Die Normalisierung des Krieges hat sich mit der Normalisierung des Massensterbens verbunden. Die herrschende Klasse auf der ganzen Welt ordnet die Verteidigung des menschlichen Lebens dem Streben nach Profit unter, obwohl mit der nächste Welle der Covid-19-Pandemie die offizielle Zahl von bereits 4 Millionen Toten schnell überschritten wird.

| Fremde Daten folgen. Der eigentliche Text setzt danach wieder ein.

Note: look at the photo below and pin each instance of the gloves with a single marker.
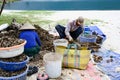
(70, 39)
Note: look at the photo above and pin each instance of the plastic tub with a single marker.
(13, 51)
(21, 76)
(53, 64)
(13, 66)
(89, 38)
(60, 42)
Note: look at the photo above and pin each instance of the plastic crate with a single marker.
(89, 38)
(98, 31)
(21, 76)
(13, 66)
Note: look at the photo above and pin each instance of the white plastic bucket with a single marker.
(53, 64)
(60, 42)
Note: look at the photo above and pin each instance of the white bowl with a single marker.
(13, 51)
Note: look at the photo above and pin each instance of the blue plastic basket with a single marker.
(21, 76)
(87, 39)
(13, 66)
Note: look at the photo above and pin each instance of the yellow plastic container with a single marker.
(72, 59)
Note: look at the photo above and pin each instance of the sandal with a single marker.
(42, 77)
(32, 70)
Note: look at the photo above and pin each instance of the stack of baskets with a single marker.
(11, 52)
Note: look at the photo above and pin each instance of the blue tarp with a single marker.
(109, 68)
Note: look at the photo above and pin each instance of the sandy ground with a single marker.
(111, 27)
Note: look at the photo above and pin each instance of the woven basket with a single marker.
(13, 66)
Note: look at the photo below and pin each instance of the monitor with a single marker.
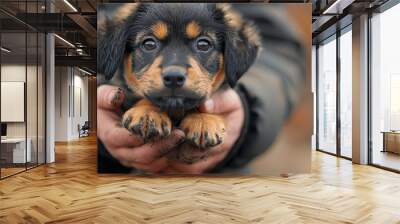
(3, 129)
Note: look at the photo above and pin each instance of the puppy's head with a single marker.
(176, 55)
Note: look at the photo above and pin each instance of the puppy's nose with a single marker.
(174, 79)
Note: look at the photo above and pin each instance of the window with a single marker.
(385, 89)
(327, 96)
(346, 93)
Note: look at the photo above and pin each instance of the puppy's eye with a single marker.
(149, 44)
(203, 45)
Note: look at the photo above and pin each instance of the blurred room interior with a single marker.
(48, 121)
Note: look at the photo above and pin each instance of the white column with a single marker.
(50, 100)
(360, 90)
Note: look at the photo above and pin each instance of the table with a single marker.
(16, 147)
(391, 141)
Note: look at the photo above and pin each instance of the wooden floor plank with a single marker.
(70, 191)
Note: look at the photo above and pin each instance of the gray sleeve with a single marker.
(270, 89)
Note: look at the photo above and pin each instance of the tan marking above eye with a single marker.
(160, 30)
(193, 29)
(124, 11)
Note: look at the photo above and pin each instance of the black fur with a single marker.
(239, 53)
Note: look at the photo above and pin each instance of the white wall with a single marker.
(70, 83)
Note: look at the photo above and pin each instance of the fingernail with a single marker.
(209, 105)
(116, 96)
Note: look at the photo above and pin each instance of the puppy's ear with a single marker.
(242, 43)
(112, 37)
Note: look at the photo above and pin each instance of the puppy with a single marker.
(172, 57)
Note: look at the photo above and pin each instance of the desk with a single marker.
(391, 141)
(13, 150)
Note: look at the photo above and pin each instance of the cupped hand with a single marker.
(191, 160)
(124, 146)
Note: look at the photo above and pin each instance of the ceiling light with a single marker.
(65, 41)
(70, 5)
(337, 7)
(5, 50)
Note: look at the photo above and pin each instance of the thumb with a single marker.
(109, 97)
(221, 102)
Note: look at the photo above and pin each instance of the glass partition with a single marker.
(22, 78)
(385, 89)
(327, 95)
(346, 93)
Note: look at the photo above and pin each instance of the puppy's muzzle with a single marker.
(174, 77)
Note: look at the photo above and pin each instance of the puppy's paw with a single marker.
(148, 122)
(203, 130)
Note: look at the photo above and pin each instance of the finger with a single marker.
(156, 166)
(150, 152)
(188, 154)
(109, 97)
(221, 102)
(196, 168)
(112, 134)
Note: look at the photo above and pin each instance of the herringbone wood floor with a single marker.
(70, 191)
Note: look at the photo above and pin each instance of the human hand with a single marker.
(191, 160)
(126, 147)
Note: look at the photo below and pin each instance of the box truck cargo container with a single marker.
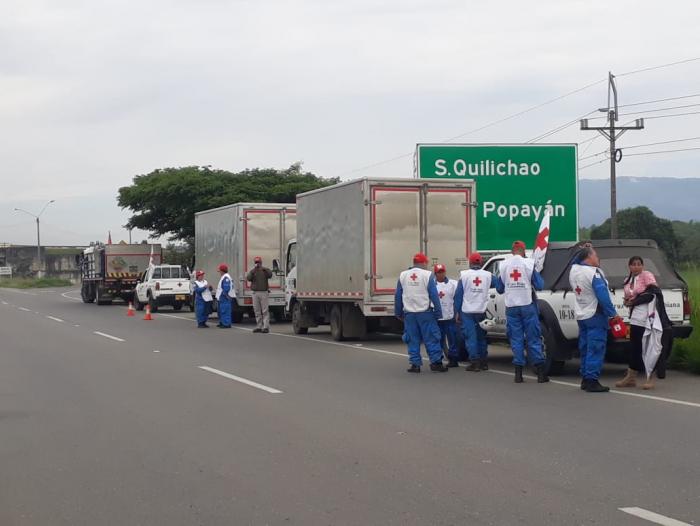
(354, 239)
(111, 271)
(234, 235)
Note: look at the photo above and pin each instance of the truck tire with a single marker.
(549, 346)
(296, 320)
(152, 303)
(337, 323)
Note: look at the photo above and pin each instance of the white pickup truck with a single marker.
(556, 303)
(164, 285)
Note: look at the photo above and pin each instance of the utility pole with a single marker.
(612, 132)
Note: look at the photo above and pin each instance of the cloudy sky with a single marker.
(94, 92)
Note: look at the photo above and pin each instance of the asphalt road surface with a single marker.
(111, 420)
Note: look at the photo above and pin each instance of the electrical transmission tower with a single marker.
(612, 132)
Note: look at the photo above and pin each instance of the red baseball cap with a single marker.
(420, 258)
(475, 259)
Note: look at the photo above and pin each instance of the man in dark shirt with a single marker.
(259, 277)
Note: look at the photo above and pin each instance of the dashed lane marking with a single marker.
(245, 381)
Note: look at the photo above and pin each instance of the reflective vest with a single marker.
(476, 284)
(581, 280)
(414, 283)
(446, 291)
(516, 274)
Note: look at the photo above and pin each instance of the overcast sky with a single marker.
(95, 92)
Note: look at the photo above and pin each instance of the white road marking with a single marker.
(653, 517)
(230, 376)
(108, 336)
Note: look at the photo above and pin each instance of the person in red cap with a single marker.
(416, 290)
(225, 293)
(259, 277)
(202, 299)
(518, 280)
(448, 328)
(471, 299)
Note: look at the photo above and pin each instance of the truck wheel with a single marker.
(336, 323)
(152, 303)
(296, 320)
(549, 347)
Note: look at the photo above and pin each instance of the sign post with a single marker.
(516, 184)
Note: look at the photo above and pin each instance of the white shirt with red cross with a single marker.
(475, 284)
(516, 273)
(446, 291)
(414, 283)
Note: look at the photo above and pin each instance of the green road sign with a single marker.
(515, 184)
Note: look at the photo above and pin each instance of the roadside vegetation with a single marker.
(686, 353)
(34, 283)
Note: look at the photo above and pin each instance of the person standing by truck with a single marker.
(415, 291)
(224, 294)
(471, 299)
(259, 278)
(517, 280)
(448, 329)
(593, 309)
(202, 299)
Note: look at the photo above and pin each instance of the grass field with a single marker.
(686, 353)
(26, 283)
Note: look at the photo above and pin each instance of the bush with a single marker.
(31, 283)
(686, 353)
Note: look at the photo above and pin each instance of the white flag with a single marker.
(541, 243)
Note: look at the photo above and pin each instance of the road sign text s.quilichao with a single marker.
(516, 185)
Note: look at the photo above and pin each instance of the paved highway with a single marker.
(111, 420)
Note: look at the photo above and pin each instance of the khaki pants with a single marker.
(262, 310)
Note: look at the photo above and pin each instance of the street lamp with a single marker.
(38, 238)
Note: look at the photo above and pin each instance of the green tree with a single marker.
(641, 223)
(164, 201)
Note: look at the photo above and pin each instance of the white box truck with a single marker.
(355, 238)
(234, 235)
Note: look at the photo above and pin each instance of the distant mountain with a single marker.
(668, 197)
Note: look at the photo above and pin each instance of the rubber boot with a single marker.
(519, 374)
(629, 380)
(594, 386)
(474, 366)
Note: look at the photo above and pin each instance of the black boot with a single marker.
(519, 374)
(595, 387)
(474, 366)
(438, 367)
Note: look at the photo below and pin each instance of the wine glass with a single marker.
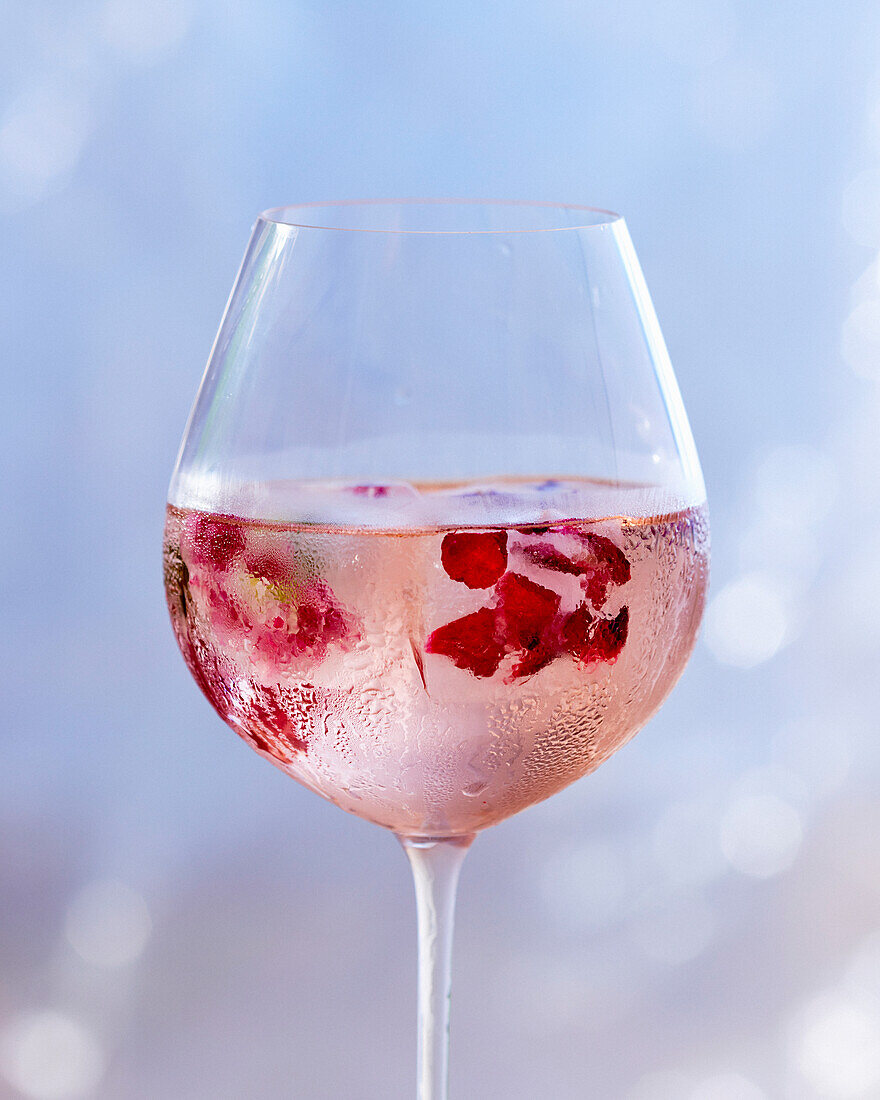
(436, 539)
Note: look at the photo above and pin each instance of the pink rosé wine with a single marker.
(431, 678)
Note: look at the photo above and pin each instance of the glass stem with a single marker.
(436, 865)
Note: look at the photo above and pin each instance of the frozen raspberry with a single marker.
(268, 723)
(611, 556)
(476, 559)
(212, 540)
(609, 636)
(320, 618)
(536, 659)
(271, 565)
(547, 556)
(470, 642)
(371, 491)
(526, 609)
(227, 614)
(595, 639)
(576, 631)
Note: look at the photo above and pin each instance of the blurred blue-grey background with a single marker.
(697, 921)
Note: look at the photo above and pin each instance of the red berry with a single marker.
(591, 639)
(212, 540)
(609, 554)
(576, 631)
(270, 565)
(609, 636)
(268, 723)
(536, 659)
(475, 558)
(526, 609)
(371, 490)
(547, 556)
(471, 642)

1938, am Vorabend des Ausbruchs des Zweiten Weltkriegs, schrieb Leo Trotzki in Das Übergangsprogramm, dem Gründungsdokument der Vierten Internationale:

„Der imperialistische Krieg ist die Fortsetzung und Verschärfung der Raubpolitik der Bourgeoisie; der Kampf des Proletariats gegen den Krieg ist die Fortsetzung und Verschärfung seines Klassenkampfes.“

Das mörderische Streben nach Profiten auf Kosten von Millionen von Menschenleben während der Pandemie hat den grundlegenden Widerspruch zwischen dem kapitalistischen System und den Bedürfnissen der Menschheit aufgedeckt und ein explosives Wachstum des Klassenkampfes international provoziert.

Es ist dieser Kampf der Weltarbeiterklasse, der die einzige echte Grundlage für den Widerstand gegen die Kriegstreiberei des US- und Weltimperialismus darstellt. Die brennende Frage ist die nach einer revolutionären Führung, die diesem Kampf eine sozialistische und internationalistische Perspektive verleihen kann. Dies erfordert den Aufbau des Internationalen Komitees der Vierten Internationale.